The Court held that if, as was clear from that provision, those organisations must be able to rely on the same rights as individuals, it would be contrary to the objective of giving the public concerned wide access to justice and at odds with the principle of effectiveness if such organisations were not also allowed to rely on the impairment of rules of EU environment law solely on the ground that those rules protected the public interest.

It followed first that the concept of “impairment of a right” could not depended on conditions which only other physical or legal persons could fulfil, such as the condition of being a more or less close neighbour of an installation or of suffering in one way or another the effects of the installation’s operation.

It followed more generally that the last sentence of the third paragraph of Art. 10a of Directive 85/337 must be read as meaning that the “rights capable of being impaired” which the environmental protection organisations were supposed to enjoy must necessarily include the rules of national law Implementing EU environment law and the rules of EU environment law having direct effect.

The Court that “in order to give the referring court the most useful answer possible, it should be pointed out that a plea raised against a contested decision which alleged infringement of the rules of national law flowing from Art. 6 of the Habitats Directive must be capable of being relied on by an environmental protection organisation.”

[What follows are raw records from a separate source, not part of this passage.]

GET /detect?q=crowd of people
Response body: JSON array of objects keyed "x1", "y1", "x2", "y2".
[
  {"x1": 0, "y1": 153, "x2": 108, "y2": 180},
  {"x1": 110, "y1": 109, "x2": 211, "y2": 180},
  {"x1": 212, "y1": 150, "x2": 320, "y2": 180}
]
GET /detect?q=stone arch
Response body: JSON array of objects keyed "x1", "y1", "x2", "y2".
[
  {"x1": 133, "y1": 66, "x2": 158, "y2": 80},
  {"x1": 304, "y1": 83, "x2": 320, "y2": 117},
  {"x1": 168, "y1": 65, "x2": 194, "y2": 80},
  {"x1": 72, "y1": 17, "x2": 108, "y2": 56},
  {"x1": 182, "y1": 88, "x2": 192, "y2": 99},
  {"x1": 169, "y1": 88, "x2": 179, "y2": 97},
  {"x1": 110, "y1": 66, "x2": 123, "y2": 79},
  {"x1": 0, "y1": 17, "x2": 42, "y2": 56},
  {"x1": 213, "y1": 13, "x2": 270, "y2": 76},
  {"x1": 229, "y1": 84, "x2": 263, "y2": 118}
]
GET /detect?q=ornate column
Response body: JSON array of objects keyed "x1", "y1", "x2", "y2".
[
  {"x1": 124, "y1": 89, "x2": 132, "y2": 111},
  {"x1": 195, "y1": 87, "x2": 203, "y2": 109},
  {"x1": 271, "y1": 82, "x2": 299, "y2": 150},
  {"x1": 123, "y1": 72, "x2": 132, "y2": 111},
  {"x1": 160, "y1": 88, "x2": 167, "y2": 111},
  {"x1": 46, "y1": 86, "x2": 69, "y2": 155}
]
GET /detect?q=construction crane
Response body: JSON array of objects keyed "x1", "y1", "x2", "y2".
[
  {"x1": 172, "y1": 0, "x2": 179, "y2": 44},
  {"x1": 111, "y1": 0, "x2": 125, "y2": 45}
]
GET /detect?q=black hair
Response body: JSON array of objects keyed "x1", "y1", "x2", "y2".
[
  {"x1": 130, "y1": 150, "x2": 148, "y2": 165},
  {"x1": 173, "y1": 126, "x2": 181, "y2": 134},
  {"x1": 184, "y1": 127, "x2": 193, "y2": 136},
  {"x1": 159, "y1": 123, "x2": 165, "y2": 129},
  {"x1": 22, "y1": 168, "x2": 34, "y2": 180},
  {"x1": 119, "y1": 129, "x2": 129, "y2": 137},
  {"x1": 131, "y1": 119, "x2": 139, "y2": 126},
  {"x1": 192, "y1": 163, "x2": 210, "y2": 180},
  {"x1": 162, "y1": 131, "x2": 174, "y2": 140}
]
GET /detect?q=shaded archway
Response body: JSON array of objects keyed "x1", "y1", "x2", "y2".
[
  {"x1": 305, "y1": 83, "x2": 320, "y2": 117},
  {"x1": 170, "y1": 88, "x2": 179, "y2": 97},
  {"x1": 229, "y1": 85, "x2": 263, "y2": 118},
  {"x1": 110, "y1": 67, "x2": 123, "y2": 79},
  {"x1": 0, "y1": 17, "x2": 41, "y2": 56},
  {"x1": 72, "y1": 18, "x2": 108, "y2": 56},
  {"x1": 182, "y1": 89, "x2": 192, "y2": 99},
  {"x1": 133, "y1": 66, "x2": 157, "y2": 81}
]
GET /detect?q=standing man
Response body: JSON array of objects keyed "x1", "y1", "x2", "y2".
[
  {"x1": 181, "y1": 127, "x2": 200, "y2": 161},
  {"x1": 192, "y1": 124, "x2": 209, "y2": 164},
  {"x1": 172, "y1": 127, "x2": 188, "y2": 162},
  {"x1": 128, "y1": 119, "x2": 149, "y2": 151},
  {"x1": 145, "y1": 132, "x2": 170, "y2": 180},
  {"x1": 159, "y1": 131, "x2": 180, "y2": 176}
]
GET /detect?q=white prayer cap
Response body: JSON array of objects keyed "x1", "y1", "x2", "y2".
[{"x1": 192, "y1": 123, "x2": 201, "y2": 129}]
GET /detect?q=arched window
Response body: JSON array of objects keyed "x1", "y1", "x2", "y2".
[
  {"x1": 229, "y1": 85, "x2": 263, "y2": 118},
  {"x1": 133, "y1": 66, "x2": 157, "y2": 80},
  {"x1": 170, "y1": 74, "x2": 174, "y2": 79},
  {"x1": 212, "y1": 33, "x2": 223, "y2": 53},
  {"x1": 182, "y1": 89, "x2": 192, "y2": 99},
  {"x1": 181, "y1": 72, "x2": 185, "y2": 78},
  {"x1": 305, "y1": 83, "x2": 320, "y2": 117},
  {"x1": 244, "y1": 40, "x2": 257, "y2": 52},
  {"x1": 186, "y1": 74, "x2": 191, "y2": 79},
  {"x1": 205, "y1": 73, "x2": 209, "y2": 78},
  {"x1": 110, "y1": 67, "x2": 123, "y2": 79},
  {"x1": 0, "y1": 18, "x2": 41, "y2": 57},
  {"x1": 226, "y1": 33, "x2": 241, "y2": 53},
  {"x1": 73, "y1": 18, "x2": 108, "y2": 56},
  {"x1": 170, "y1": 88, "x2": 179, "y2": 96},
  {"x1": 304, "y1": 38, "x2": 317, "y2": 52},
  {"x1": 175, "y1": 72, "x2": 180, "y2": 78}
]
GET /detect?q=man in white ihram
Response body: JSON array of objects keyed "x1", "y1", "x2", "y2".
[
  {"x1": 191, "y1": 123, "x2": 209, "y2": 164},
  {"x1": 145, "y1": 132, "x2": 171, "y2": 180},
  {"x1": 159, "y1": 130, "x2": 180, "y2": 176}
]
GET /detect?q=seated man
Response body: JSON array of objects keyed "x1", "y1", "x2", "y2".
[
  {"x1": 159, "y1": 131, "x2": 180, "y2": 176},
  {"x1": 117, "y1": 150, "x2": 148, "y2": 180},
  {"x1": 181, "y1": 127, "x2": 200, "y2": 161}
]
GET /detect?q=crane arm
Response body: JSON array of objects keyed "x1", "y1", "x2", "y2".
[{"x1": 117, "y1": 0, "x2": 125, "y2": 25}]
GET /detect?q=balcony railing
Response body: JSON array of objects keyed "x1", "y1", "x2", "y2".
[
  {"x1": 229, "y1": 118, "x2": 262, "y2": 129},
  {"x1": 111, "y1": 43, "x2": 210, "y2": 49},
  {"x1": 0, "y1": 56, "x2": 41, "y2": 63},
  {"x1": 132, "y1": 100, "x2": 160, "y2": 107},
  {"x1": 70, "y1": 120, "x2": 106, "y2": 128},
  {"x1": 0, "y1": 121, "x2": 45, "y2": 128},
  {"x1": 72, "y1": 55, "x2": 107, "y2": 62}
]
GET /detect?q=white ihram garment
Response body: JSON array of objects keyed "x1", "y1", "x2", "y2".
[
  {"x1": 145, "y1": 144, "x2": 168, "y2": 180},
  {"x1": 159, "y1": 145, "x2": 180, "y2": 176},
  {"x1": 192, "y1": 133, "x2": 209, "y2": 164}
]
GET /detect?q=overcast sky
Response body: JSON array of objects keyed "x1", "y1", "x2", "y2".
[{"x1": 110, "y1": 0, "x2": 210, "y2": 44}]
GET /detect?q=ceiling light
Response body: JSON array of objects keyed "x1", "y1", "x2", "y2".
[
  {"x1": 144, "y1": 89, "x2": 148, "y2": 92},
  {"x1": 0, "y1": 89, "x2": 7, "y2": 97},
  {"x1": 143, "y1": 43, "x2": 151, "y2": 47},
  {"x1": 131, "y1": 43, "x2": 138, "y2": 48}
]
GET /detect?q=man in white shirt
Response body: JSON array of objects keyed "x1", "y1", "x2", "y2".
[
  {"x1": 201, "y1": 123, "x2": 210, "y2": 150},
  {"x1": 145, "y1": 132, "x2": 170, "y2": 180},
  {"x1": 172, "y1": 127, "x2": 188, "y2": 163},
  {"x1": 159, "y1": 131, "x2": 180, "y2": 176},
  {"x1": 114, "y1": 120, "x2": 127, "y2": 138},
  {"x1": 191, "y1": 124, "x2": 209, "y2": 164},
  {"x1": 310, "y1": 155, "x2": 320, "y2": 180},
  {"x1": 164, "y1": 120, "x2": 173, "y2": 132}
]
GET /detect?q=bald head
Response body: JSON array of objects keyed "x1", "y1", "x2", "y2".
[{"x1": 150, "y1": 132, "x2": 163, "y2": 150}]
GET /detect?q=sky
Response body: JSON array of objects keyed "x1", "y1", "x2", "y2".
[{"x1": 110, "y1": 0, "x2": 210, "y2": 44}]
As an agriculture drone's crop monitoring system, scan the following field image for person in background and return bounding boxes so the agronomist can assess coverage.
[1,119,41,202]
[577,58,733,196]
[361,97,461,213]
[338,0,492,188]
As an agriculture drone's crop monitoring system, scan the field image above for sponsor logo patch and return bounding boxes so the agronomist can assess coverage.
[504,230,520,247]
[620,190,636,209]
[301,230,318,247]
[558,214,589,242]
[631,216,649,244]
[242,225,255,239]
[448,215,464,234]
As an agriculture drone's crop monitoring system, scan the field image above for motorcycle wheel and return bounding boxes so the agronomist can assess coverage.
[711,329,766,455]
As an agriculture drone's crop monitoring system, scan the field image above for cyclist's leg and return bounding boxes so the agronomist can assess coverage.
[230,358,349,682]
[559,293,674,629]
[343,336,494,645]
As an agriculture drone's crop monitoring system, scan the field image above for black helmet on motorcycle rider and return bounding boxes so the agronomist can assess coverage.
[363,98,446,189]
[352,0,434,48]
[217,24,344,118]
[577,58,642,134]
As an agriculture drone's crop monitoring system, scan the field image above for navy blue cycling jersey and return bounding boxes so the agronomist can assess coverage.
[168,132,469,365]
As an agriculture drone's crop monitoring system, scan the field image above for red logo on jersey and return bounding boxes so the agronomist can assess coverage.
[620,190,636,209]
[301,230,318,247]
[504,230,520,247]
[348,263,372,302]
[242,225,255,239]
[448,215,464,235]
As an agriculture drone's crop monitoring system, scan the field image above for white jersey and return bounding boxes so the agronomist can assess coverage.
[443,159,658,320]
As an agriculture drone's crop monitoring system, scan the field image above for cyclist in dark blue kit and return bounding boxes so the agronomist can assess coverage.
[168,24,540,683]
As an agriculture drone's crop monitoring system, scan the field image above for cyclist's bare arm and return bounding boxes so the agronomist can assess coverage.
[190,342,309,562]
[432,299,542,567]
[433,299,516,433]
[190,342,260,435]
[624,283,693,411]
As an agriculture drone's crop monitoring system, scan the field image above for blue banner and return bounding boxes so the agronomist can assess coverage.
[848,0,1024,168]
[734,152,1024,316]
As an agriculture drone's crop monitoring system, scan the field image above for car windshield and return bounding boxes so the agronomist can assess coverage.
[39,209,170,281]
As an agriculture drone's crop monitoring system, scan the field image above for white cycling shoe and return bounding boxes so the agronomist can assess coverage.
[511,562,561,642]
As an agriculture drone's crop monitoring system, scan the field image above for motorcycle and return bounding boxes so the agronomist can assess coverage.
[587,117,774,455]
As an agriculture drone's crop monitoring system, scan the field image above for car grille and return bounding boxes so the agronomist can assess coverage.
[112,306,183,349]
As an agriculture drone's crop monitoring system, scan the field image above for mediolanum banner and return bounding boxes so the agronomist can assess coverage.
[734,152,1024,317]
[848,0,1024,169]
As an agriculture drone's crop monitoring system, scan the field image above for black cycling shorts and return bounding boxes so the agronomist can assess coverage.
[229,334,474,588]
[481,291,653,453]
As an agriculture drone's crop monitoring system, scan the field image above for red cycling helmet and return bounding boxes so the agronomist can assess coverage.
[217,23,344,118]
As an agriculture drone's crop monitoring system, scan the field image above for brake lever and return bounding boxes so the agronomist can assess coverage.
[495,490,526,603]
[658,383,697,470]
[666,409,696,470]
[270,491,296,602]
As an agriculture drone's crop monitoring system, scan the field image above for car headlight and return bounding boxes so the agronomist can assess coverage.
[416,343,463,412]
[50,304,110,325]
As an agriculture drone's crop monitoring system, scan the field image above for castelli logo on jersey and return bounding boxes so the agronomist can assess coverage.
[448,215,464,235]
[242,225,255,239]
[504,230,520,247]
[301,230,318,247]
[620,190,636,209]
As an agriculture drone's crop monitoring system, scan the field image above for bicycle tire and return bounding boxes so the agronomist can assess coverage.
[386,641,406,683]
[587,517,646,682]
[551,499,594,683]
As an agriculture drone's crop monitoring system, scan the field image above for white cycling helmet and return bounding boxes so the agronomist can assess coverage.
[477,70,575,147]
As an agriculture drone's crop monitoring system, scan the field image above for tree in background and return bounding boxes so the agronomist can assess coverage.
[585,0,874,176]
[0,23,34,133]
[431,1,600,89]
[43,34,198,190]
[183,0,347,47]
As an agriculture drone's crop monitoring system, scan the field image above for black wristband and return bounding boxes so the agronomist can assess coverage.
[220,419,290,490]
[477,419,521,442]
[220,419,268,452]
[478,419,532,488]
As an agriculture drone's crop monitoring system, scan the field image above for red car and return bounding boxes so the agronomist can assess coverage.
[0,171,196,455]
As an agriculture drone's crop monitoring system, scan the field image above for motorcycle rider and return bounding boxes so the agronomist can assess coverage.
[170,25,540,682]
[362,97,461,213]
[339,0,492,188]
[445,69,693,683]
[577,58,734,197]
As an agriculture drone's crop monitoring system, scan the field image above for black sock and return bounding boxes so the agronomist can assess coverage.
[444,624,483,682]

The Court furthermore held that a non-governmental organisation could derive, from the last sentence of the third paragraph of Art. 10a of Directive 85/337, as amended by Directive 2003/35, the right to rely before the courts, in an action contesting a decision authorising projects “likely to have significant effects on the environment” for the purposes of Art. 1(1) of Directive 85/337, even where, on the ground that the rules relied on protected only the interests of the general public and not the interests of individuals, national procedural law did not permit this.